A pastor’s wife asked, “When one witnesses a work he has poured his life into ‘go up in flames’ (especially if he is not culpable), is it the work of Satan or the hand of God?”
Often it is the former, always it is under the control of the latter. In the biographies of the Bible we find men whose work for God seemed to be a flop at the time–Moses’ repeated efforts to persuade Pharaoh, Jeremiah’s pleas for repentance, the good king Josiah’s reforms, rewarded in the end by his being slain by a pagan king. Sin had plenty to do with the seeming failures, but God was then, as He is now, the “blessed controller of all things” (1 Timothy 6:15, PHILLIPS). He has granted to us human beings responsibility to make choices and to live with the consequences. This means that everybody suffers–sometimes for his or her own sins, sometimes for those of others.

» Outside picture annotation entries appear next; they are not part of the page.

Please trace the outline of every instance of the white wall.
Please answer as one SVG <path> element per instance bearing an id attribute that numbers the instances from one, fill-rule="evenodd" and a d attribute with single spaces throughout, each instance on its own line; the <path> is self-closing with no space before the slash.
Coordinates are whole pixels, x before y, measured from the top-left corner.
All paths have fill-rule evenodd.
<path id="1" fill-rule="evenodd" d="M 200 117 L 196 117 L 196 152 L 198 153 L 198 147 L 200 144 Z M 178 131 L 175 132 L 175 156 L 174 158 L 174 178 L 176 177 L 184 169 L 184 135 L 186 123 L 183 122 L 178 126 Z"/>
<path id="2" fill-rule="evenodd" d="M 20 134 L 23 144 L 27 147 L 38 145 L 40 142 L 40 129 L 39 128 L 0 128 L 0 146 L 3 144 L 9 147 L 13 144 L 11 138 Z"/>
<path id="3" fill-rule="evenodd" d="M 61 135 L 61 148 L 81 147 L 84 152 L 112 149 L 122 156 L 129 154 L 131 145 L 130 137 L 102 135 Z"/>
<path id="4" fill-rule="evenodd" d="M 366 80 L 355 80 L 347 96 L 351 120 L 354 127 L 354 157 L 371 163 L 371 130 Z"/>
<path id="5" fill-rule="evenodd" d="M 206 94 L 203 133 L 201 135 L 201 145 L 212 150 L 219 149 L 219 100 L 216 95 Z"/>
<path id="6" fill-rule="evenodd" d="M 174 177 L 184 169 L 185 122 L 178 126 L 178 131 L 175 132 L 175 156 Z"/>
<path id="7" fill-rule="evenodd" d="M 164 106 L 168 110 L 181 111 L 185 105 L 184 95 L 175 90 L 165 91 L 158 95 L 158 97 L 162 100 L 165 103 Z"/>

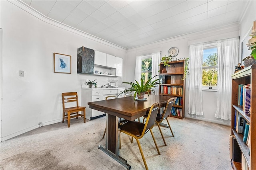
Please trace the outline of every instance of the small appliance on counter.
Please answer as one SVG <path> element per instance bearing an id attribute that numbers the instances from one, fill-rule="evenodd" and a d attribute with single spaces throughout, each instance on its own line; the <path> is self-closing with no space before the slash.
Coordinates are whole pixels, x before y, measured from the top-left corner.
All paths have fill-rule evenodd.
<path id="1" fill-rule="evenodd" d="M 108 80 L 109 83 L 107 83 L 108 87 L 117 88 L 118 86 L 116 86 L 116 83 L 117 82 L 118 80 Z"/>

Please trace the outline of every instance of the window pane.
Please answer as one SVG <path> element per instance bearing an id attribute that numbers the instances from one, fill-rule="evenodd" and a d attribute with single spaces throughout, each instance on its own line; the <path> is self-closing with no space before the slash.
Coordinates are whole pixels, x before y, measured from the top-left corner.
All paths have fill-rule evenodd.
<path id="1" fill-rule="evenodd" d="M 152 58 L 142 59 L 141 62 L 141 71 L 148 71 L 152 70 Z"/>
<path id="2" fill-rule="evenodd" d="M 144 82 L 146 82 L 148 81 L 148 80 L 151 78 L 152 77 L 152 75 L 151 72 L 142 72 L 141 73 L 141 78 L 143 79 Z M 139 82 L 140 83 L 140 82 Z"/>
<path id="3" fill-rule="evenodd" d="M 218 64 L 217 48 L 204 50 L 203 67 L 217 66 Z"/>
<path id="4" fill-rule="evenodd" d="M 203 86 L 217 86 L 218 68 L 203 68 L 202 84 Z"/>

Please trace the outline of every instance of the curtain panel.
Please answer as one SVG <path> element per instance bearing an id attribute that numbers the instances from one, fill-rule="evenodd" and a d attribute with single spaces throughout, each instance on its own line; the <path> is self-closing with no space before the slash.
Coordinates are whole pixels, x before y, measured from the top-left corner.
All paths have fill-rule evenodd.
<path id="1" fill-rule="evenodd" d="M 202 65 L 204 44 L 189 46 L 188 113 L 203 115 Z"/>
<path id="2" fill-rule="evenodd" d="M 215 116 L 224 120 L 231 119 L 231 75 L 238 62 L 239 41 L 236 37 L 218 43 L 218 99 Z"/>

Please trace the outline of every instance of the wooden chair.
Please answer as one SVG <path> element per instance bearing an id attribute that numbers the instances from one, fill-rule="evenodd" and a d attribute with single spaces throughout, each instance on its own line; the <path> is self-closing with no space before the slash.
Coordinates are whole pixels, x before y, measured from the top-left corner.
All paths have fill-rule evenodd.
<path id="1" fill-rule="evenodd" d="M 70 127 L 70 119 L 76 117 L 78 119 L 79 116 L 84 117 L 84 122 L 85 123 L 85 107 L 78 106 L 78 100 L 76 92 L 71 92 L 63 93 L 62 107 L 63 108 L 63 115 L 62 122 L 64 122 L 64 119 L 68 120 L 68 127 Z M 69 106 L 73 105 L 74 106 L 66 107 L 65 104 L 69 103 Z M 75 104 L 74 103 L 76 104 Z M 83 111 L 83 114 L 79 114 L 79 111 Z"/>
<path id="2" fill-rule="evenodd" d="M 163 138 L 164 142 L 164 145 L 165 146 L 167 146 L 166 143 L 165 142 L 165 140 L 164 140 L 163 133 L 162 133 L 161 128 L 160 128 L 160 124 L 162 123 L 162 121 L 166 119 L 167 123 L 168 123 L 168 125 L 169 125 L 169 128 L 171 131 L 172 135 L 172 136 L 174 136 L 174 135 L 173 135 L 173 133 L 172 132 L 172 128 L 170 125 L 168 119 L 166 119 L 167 117 L 169 117 L 171 113 L 171 111 L 172 110 L 172 105 L 173 105 L 174 100 L 174 98 L 171 98 L 168 100 L 166 106 L 165 106 L 164 110 L 164 112 L 162 114 L 158 113 L 156 119 L 156 123 L 157 124 L 157 125 L 158 127 L 159 131 L 160 131 L 160 133 L 161 133 L 161 135 L 162 136 L 162 138 Z"/>
<path id="3" fill-rule="evenodd" d="M 148 132 L 149 130 L 150 131 L 158 154 L 159 155 L 160 154 L 152 130 L 156 121 L 156 119 L 157 115 L 159 108 L 159 104 L 158 103 L 155 103 L 152 105 L 148 113 L 148 119 L 147 119 L 147 120 L 145 124 L 136 121 L 128 121 L 126 123 L 122 124 L 120 126 L 120 135 L 119 136 L 119 141 L 120 142 L 119 143 L 120 144 L 119 146 L 120 149 L 121 149 L 121 133 L 122 132 L 132 137 L 131 143 L 132 143 L 133 138 L 135 138 L 137 141 L 137 143 L 138 143 L 139 149 L 140 152 L 140 154 L 141 154 L 141 156 L 142 158 L 143 162 L 144 162 L 144 164 L 146 170 L 148 170 L 148 168 L 146 160 L 145 159 L 145 157 L 144 157 L 144 155 L 143 154 L 143 152 L 138 139 L 142 138 L 145 133 Z"/>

There are paradoxes here which we cannot plumb. But we can always look at the experiences of our own lives in the light of the life of our Lord Jesus. How shall we learn to “abide” (stay put) in Christ, enter into the fellowship of His sufferings, let Him transform our own? There is only one way. It is by living each event, including
having things “go up in flames,” as Christ lived: in the peace of the Father’s will. Did His earthly work appear to be a thundering success? He met with argument, unbelief, scorn in Pharisees and others. Crowds followed Him–not because they wanted His Truth, but because they liked handouts such as bread and fish and physical healing. His own disciples were “fools and slow of heart to believe.” (Why didn’t Jesus make them believe? For the reason given above.) These men who had lived intimately with Him, heard His teaching for three years, watched His life and miracles, still had little idea what He was talking about on the evening before His death. Judas betrayed Him, Peter denied Him. The rest of them went to sleep when He asked them to stay awake. In the end they all forsook Him and fled. Peter repented with tears and later saw clearly what had taken place. In his sermon to the Jews of Jerusalem (Acts 2:23, PHILLIPS) he said, “This man, who was put into your power by the predetermined plan and foreknowledge of God, you nailed up and murdered…. But God would not allow the bitter pains of death to touch him. He raised him to life again–and there was nothing by which death could hold such a man.”

There is nothing by which death can hold any of His faithful servants, either. Settle it, once and for all–YOU CAN NEVER LOSE WHAT YOU HAVE OFFERED TO CHRIST. It’s the man who tries to save himself (or his reputation or his work or his dreams of success or fulfillment) who loses. Jesus gave us His word that if we’d lose our lives for His sake, we’d find them.